Conservator Throws Weight Behind Project to Conserve Great Ape of Mount Cameroon with Community Kids

The Conservator of the Mount Cameroon National Park, Mr. Charles-Innocent Memvi Abessolo, has pledged unflinching support for Voice of Nature (VoNat)’s  project to conserve the great ape and other endangered species of the Mount Cameroon Area with Community Kids and youths dubbed Keep the Apes Alive.

Mount Cameroon National Park Conservator and VoNat team discuss collaboration efforts on Keep the Apes Alive project ; Photo credit: Ndimuh B. Shancho

In  a courtesy visit made to the Park Service within the framework of the great apes conservation project, Mr. Memvi Abessolo  was particularly impressed with VoNat’s strategy of engaging kids in species conservation.  “I love your initiative and the fact that it is involving kids and youths. We are also engaged in environmental education in schools and communities.  Working together with you will be of great benefit to the park and species conservation,” the Conservator said.

Mr. Memvi Abessolo pledged unflinching support to VoNat, and promised to link the Organization with other units of the Park Service to facilitate the implementation of the project: Conserving Endangered Ape of Mount Cameroon with Community Kids. He underscored the need to synergize efforts with other conservation organizations in the Mount Cameroon Area for the long-term conservation of species in the Mount Cameroon National Park.

Conservator of Mount Cameroon National Park, Mr. Memvi Abessolo. Photo credit: Ndimuh B. Shancho

The conservator recommended that VoNat formalizes ties with important  conservation and environmental stakeholders and sectoral ministries including but not limited to the Ministry of Forestry and Wildlife.

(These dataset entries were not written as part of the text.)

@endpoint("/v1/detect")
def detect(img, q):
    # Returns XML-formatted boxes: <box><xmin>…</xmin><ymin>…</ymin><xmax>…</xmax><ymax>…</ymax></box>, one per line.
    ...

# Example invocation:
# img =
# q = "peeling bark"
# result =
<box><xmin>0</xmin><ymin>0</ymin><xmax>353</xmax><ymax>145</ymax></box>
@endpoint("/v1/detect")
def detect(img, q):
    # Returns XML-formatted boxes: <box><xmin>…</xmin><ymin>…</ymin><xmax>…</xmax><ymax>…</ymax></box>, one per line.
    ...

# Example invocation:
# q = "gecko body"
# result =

The VoNat team promised to prioritize the formalization of partnership with different conservation stakeholders in the Mount Cameroon Area in its 2022 plan of actions.

The project: Conserving Endangered Ape of Mount Cameroon with Community Kids is being implemented with support from the New England Biolabs Foundation and Idea Wild. It started in November 2021 and will end in August 2022.  It is hoped that through it, at least 50 youngsters will be reconnected to nature, and their appetite to take action against the depletion of endangered species in their communities triggered. Meanwhile, pro-conservation traditional knowledge will be preserved and handed down from generation to generation, and the success of other conservation programmes in the Mount Cameroon Area enhanced.